只是他的眼睛里失去了那种少年时特有的神采。
安妮忽然意识到,其实他的痛苦一点也不比她少。
“有时候我会觉得,我们本来就是同一类人,从格兰芬多家庭里出来的斯莱特林,从斯莱特林家庭里出来的格兰芬多。”西里斯把眼前的黄油啤酒推给了坐在对面的安妮,“小时候我一直认为我的家人们都是不可理喻的疯狂和偏执,在错误的路上越走越远,而我始终不能和他们有共鸣。”他抬头看着地下室四周的样子,“这栋房子里只有痛苦的回忆,我所有美好的记忆都是和你父母、莱姆斯、彼得有关……”他苦笑一声,“彼得背叛我们之后,那些记忆也变得痛苦了。”
“我从来不在乎别人对我是格兰芬多的看法是什么,”他的眼里流露出怀念和惆怅,“因为我知道日子是过给自己看的,我自己开心就好,你父亲也是这样想的,我们一见如故。”
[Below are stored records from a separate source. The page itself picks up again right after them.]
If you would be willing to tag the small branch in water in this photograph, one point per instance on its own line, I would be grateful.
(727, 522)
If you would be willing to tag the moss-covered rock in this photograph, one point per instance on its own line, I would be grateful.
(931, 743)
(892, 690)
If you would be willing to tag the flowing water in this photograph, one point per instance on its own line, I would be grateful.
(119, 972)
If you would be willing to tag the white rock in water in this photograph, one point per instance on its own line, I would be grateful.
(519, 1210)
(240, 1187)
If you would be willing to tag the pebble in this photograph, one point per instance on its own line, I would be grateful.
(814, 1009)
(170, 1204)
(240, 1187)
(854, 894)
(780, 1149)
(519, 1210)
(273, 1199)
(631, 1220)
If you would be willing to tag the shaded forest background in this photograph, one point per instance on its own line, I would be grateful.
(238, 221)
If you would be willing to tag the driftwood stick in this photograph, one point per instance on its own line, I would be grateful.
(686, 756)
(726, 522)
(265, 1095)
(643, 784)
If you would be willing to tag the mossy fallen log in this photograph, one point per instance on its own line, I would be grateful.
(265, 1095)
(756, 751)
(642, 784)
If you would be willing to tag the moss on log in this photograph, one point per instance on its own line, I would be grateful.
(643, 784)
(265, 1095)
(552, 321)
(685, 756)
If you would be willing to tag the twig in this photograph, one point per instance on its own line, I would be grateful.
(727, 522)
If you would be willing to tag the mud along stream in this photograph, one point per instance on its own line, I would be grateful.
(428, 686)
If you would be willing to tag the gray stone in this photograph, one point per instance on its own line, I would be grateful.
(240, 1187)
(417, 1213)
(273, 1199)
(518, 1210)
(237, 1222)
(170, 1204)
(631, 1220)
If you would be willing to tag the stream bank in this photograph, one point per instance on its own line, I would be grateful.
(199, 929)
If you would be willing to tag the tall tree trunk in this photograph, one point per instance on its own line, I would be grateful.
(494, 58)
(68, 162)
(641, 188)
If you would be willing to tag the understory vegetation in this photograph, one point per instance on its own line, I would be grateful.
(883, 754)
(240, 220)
“但我没想到自己也变成了曾经最讨厌的那类人。”他顿了顿,又说道,“我该在了解你的处境后再发表意见。”
他低着头看着自己宽大的手掌。
“我在斯莱特林过得很好。”安妮说,她思索了一会儿,又道,“我在斯莱特林很快乐。”
西里斯看着她的眼神变得悲伤了一些,“我要和你说声对不起,安妮。”他黯然道,“我没有尽到教父的责任,哈利虽然过得不算好,至少他在佩妮眼皮子底下生活,可有人为你做了什么呢?”
安妮喝了口啤酒,冰凉爽口的液体在舌尖划过流入喉咙里,稍稍抚平了些心里的躁动。
“至少我现在好好的。”她平静道,“我会得到一切我想要的。”
“我不该干涉你的交友,但你一定不要全心全意地去信任他们。”西里斯劝道,“也许他们对你很好……但那都是有利可图,我是布莱克家的人,他们在想什么我再清楚不过了。”